Spend less time pulling weeds by using the Straddler, a garden hoe.
May/June 1982
http://www.motherearthnews.com/organic-gardening/straddler-garden-hoe-zmaz82mjzglo.aspx
The Straddler utilizes the user's body weight and strength.


PHOTO: MOTHER EARTH NEWS STAFF

With full summer almost upon us, a lot of gardeners are likely to find themselves viewing the old cropping grounds with dwindling enthusiasm. The wonderful fantasies of last winter's seed selection are past, and the magical ceremony of planting is only a memory . . . but the backbreaking task of regular maintenance looms bigger and bigger by the day, and there are as yet precious few harvestable vegetables to reward that labor. In fact, it sometimes seems that that the gardener's every free June and July minute is spent hunched over a hoe or a wheel plow — eyes aching with sweat — in the effort just to keep up with invading weeds.
Well, Mr. B.C. Armstrong doesn't claim that he can free you from the task of weeding, but he does say that his invention, the "Straddler" garden cultivator, will help many people get that chore out of the way in less time and with less effort than would otherwise be possible. B.C. claims he's been aware of the inadequacies of the common means of muscle-powered cultivation since his childhood when, presumably, he spent his midsummer afternoons and weekends wrestling such tools around the family garden. Those early experiences inspired him to search for a better cultivator design and after looking over patents dating back to 1914, he decided that a device which would allow the gardener to walk backwards could "make the best use of the weight and power of the body."
The inventor patented his first cultivator in 1945. The design went through a number of refinements and revisions over the years, but it wasn't until after 1972 — when B.C. retired — that he was able to devote the time necessary to develop his concept fully.

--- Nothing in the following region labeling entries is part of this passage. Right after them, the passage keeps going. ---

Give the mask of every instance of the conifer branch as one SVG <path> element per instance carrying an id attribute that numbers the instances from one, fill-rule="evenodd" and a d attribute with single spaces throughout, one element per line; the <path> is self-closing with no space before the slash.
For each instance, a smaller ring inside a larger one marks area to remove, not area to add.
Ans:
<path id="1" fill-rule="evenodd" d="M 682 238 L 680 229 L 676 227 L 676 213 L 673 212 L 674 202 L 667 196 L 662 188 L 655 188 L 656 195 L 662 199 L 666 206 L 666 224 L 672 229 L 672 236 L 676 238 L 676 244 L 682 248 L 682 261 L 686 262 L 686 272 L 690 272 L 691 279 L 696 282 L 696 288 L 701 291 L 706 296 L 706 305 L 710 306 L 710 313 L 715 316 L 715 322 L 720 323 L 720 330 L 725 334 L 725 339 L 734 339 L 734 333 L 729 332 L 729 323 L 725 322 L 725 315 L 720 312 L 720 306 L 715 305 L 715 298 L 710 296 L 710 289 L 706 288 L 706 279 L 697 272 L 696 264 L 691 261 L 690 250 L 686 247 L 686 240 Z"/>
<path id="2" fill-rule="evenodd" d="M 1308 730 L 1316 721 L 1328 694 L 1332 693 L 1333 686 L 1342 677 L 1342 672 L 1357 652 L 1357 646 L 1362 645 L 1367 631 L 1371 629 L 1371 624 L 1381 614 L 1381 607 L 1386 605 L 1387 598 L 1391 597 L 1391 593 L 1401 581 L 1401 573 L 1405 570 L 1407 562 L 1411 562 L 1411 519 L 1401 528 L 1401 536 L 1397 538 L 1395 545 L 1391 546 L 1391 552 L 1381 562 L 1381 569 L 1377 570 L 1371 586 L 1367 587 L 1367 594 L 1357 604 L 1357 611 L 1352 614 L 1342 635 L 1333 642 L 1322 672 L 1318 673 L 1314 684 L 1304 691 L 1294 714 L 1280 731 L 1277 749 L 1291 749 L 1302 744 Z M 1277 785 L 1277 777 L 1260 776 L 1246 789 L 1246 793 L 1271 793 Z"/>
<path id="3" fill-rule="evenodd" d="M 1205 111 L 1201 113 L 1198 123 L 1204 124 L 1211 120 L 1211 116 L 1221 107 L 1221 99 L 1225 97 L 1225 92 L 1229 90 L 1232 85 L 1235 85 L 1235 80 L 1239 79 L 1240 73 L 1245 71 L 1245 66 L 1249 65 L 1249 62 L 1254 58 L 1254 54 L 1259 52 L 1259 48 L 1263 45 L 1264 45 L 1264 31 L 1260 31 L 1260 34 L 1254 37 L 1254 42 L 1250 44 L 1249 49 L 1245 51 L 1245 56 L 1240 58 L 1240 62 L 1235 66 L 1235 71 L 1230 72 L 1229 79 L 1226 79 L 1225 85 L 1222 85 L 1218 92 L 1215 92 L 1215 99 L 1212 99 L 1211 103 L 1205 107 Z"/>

The result of that work is the somewhat odd-looking implement. It consists of a two-part shaft, a "push pad" and a handle-and-suspender assembly all of which can be adjusted to suit the physique of the user.

Several of MOTHER EARTH NEWS' staffers put the Straddler through its paces during the summer of 1981, and all were quite pleased with the cultivator's design, ease of control and light weight. Of course, it would be quite a task to actually plow a new bed with the Straddler (although it could certainly be done, particularly in good soil). But when you're facing the charge of the crab grass or the attack of the amaranth, you might just find that it is, indeed, time to meet that challenge with a step backwards!

EDITOR'S NOTE: The original Straddler is out of production.